Segundo as representações, a ferramenta poderia induzir usuários a compartilhar sua localização por meio de mecanismos conhecidos como dark patterns, estratégias de design que influenciam decisões sem deixar as opções igualmente claras. As entidades também alegam que o recurso pode expor usuários a riscos de perseguição, assédio e outras formas de violência.
A Meta informou que o recurso foi disponibilizado acidentalmente no Brasil e já foi desativado. Em nota, a empresa afirmou que os usuários brasileiros não podem mais acessar nem compartilhar a localização por meio da funcionalidade.
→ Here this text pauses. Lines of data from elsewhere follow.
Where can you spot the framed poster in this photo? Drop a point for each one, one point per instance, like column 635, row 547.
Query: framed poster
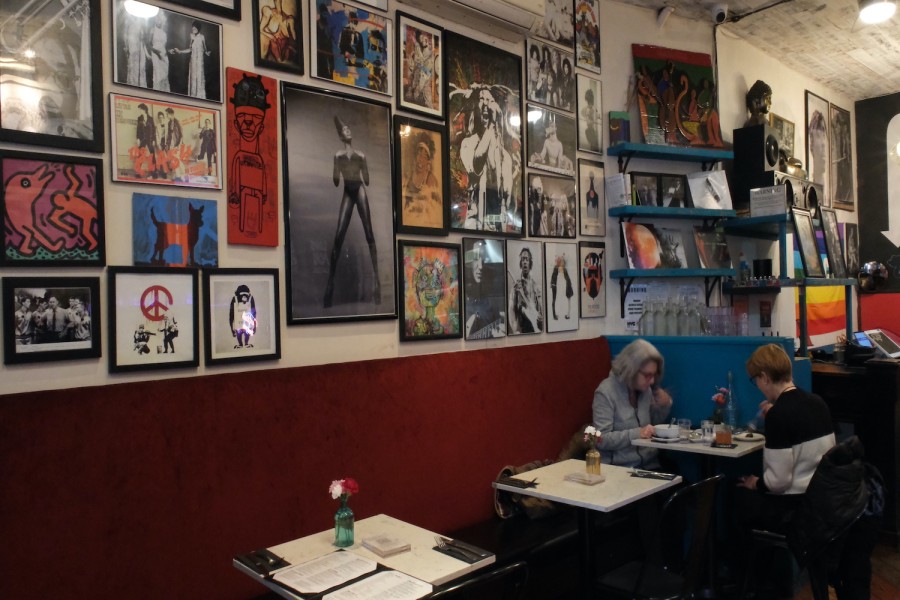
column 592, row 257
column 54, row 98
column 352, row 46
column 166, row 51
column 485, row 288
column 241, row 315
column 251, row 147
column 338, row 202
column 430, row 306
column 561, row 286
column 153, row 318
column 525, row 287
column 551, row 206
column 420, row 66
column 590, row 115
column 52, row 209
column 275, row 41
column 164, row 143
column 169, row 231
column 591, row 198
column 841, row 167
column 551, row 141
column 419, row 173
column 483, row 98
column 50, row 318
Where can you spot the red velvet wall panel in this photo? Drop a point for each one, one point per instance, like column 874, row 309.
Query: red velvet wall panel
column 146, row 490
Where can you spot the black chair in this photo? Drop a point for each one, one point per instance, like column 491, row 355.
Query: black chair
column 684, row 532
column 503, row 583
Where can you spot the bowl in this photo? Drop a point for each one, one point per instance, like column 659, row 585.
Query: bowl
column 666, row 431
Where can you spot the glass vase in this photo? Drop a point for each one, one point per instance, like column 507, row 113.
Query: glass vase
column 343, row 525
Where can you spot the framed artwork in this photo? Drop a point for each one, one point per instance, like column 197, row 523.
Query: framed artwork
column 806, row 240
column 590, row 115
column 50, row 318
column 418, row 170
column 275, row 41
column 185, row 52
column 489, row 196
column 169, row 231
column 561, row 286
column 485, row 286
column 551, row 206
column 153, row 317
column 352, row 46
column 54, row 98
column 420, row 66
column 242, row 315
column 592, row 258
column 164, row 143
column 430, row 306
column 525, row 287
column 550, row 78
column 551, row 141
column 784, row 133
column 591, row 198
column 339, row 231
column 251, row 147
column 836, row 264
column 52, row 207
column 841, row 167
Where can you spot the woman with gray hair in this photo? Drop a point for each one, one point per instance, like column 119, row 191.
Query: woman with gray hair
column 628, row 403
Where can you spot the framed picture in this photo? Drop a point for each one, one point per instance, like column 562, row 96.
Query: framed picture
column 591, row 198
column 841, row 167
column 420, row 66
column 806, row 240
column 561, row 286
column 164, row 143
column 418, row 170
column 525, row 287
column 275, row 41
column 836, row 264
column 489, row 197
column 169, row 231
column 52, row 209
column 551, row 206
column 50, row 318
column 352, row 46
column 153, row 317
column 185, row 52
column 590, row 115
column 242, row 315
column 551, row 141
column 339, row 236
column 430, row 306
column 592, row 258
column 587, row 34
column 54, row 99
column 784, row 133
column 551, row 79
column 485, row 286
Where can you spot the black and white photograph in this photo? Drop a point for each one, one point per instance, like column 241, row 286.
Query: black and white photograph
column 551, row 141
column 551, row 206
column 484, row 282
column 338, row 202
column 166, row 51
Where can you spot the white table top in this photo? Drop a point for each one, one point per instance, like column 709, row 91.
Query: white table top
column 619, row 489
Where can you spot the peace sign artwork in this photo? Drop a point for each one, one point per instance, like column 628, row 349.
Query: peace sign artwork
column 154, row 318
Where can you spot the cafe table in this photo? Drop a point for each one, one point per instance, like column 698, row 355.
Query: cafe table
column 619, row 488
column 420, row 561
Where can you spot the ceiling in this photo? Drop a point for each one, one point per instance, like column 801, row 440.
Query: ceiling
column 822, row 39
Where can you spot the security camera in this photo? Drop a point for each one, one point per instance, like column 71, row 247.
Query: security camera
column 719, row 13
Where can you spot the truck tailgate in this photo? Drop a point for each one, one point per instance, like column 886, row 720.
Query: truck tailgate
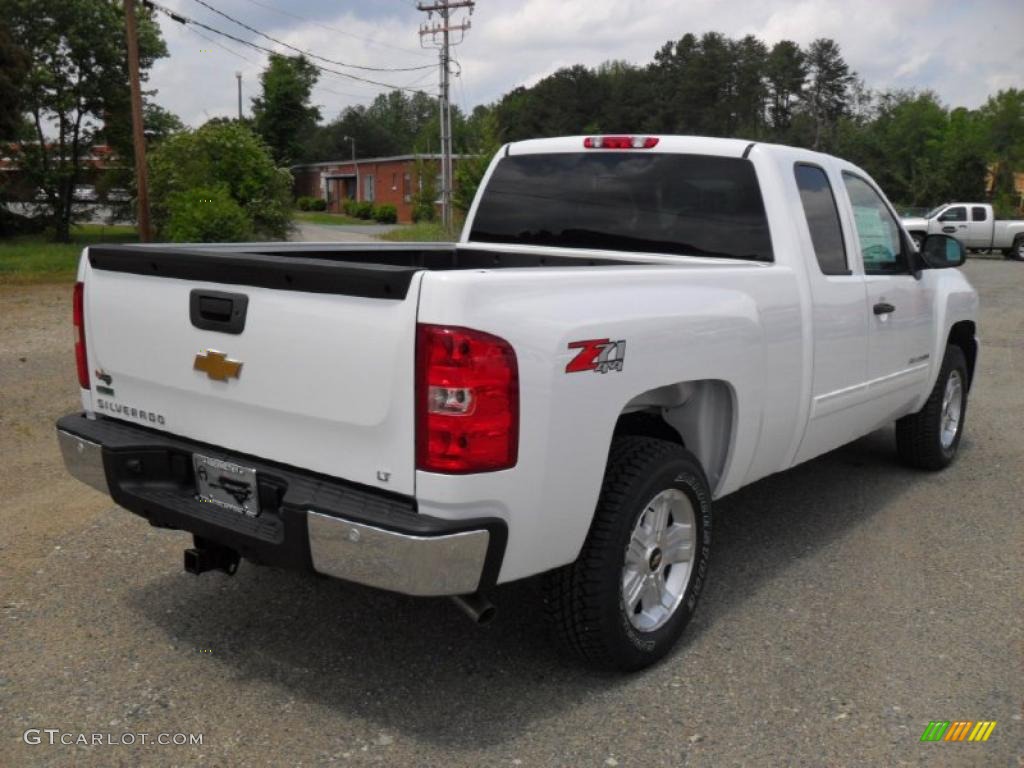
column 327, row 356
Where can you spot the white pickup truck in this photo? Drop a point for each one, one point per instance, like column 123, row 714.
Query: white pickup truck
column 974, row 224
column 629, row 328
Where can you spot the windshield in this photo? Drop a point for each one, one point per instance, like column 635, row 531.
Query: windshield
column 657, row 203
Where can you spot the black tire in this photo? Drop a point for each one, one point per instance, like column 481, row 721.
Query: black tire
column 584, row 600
column 1016, row 253
column 919, row 436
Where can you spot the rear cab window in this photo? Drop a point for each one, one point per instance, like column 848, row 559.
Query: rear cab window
column 822, row 218
column 692, row 205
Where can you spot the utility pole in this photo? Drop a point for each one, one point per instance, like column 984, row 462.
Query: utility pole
column 138, row 133
column 440, row 36
column 238, row 76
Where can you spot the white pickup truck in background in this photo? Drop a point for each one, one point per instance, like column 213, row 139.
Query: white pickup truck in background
column 974, row 224
column 629, row 328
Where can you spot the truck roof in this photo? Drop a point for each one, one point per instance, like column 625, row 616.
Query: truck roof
column 733, row 147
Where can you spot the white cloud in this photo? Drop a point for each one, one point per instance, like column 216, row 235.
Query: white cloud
column 965, row 52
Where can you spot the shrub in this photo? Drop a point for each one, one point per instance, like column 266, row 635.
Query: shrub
column 386, row 213
column 228, row 157
column 205, row 214
column 424, row 212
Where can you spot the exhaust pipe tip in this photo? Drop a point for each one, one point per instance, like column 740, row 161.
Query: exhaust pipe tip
column 201, row 559
column 478, row 608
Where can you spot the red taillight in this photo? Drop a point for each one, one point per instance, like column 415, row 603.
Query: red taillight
column 620, row 142
column 78, row 314
column 467, row 400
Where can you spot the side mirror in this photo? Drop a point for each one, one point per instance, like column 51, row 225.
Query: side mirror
column 941, row 251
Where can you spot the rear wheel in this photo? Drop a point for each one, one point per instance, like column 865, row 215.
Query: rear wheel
column 929, row 438
column 624, row 603
column 1017, row 252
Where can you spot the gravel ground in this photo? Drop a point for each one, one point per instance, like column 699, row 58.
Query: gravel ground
column 851, row 602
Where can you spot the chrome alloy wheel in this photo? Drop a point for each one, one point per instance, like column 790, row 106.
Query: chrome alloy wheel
column 952, row 408
column 658, row 560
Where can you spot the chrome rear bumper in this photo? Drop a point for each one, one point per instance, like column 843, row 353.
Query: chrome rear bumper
column 413, row 564
column 84, row 460
column 330, row 526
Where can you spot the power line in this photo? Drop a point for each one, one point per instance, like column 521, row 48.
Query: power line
column 369, row 41
column 348, row 76
column 219, row 45
column 440, row 36
column 310, row 54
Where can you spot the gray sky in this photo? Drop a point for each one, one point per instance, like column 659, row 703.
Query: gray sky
column 965, row 51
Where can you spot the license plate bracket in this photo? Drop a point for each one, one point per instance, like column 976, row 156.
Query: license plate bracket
column 226, row 484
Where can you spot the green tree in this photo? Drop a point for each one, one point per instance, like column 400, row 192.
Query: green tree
column 1004, row 115
column 14, row 65
column 963, row 159
column 785, row 72
column 224, row 161
column 78, row 75
column 283, row 115
column 470, row 169
column 825, row 97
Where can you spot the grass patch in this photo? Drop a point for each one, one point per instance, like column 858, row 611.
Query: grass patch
column 423, row 231
column 36, row 258
column 331, row 219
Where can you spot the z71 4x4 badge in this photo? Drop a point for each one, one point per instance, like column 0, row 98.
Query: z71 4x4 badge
column 597, row 354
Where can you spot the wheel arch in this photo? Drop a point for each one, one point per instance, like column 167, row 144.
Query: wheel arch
column 698, row 415
column 962, row 334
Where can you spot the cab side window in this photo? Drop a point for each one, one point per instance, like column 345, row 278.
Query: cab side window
column 822, row 218
column 879, row 232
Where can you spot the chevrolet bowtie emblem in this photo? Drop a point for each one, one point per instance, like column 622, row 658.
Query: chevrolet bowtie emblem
column 217, row 366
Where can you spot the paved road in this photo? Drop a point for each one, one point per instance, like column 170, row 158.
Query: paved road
column 306, row 232
column 851, row 602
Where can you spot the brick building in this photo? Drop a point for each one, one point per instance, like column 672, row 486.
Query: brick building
column 380, row 180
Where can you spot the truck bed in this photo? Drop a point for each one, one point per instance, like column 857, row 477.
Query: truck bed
column 380, row 271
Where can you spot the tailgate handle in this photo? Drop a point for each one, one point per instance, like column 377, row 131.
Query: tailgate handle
column 216, row 310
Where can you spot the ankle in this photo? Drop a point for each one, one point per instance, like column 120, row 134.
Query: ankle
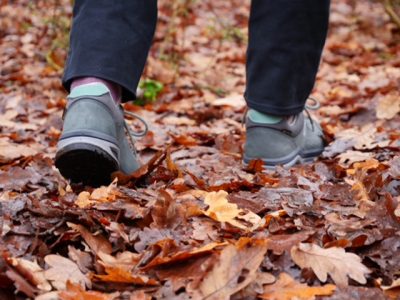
column 263, row 118
column 114, row 88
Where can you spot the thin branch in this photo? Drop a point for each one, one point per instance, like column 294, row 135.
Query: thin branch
column 388, row 4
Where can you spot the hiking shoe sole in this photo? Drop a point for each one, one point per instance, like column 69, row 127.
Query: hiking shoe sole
column 87, row 160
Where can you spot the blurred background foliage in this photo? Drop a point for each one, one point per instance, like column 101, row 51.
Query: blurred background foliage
column 174, row 14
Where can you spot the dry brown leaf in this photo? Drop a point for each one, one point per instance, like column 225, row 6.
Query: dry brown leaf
column 236, row 268
column 10, row 151
column 346, row 159
column 333, row 261
column 236, row 101
column 32, row 272
column 388, row 106
column 395, row 285
column 75, row 292
column 62, row 270
column 120, row 275
column 286, row 288
column 370, row 164
column 124, row 260
column 99, row 195
column 182, row 256
column 97, row 243
column 222, row 211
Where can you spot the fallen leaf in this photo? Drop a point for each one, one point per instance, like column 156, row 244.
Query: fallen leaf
column 62, row 270
column 236, row 101
column 333, row 261
column 349, row 157
column 236, row 268
column 286, row 288
column 10, row 151
column 32, row 272
column 125, row 260
column 222, row 211
column 388, row 106
column 97, row 243
column 99, row 195
column 120, row 275
column 75, row 292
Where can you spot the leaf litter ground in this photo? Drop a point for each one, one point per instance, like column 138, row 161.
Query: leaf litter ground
column 193, row 223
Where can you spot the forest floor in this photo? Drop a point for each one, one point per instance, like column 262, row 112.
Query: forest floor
column 193, row 223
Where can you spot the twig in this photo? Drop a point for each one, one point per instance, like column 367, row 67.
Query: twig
column 388, row 4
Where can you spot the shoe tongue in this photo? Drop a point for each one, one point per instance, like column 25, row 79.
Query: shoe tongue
column 262, row 118
column 89, row 89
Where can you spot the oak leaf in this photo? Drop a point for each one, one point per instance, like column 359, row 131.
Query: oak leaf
column 333, row 261
column 388, row 107
column 97, row 243
column 236, row 268
column 62, row 270
column 120, row 275
column 286, row 288
column 75, row 291
column 32, row 272
column 99, row 195
column 222, row 211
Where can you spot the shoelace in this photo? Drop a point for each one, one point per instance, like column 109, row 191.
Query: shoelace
column 314, row 106
column 131, row 133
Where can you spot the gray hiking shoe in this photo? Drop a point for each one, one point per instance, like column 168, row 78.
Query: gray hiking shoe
column 286, row 142
column 94, row 141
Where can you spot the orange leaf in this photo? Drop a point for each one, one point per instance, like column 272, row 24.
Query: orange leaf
column 122, row 276
column 286, row 288
column 75, row 291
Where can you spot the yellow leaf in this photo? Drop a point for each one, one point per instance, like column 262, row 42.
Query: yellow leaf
column 388, row 107
column 236, row 268
column 333, row 261
column 222, row 211
column 101, row 194
column 286, row 288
Nos documentos enviados aos órgãos federais, Erika Hilton e a Ctrl+Z pedem a apuração de possíveis violações à Constituição Federal, à Lei Geral de Proteção de Dados, ao Marco Civil da Internet e ao Estatuto da Criança e do Adolescente. A entidade também questiona se houve coleta ou armazenamento de dados durante o período em que o recurso permaneceu ativo.
O caso está sob análise da Secretaria Nacional do Consumidor (Senacon), vinculada ao Ministério da Justiça. O órgão informou que avalia as informações e poderá abrir investigação ou processo administrativo caso sejam identificados indícios de irregularidades. Até o momento, não há prazo definido para uma decisão.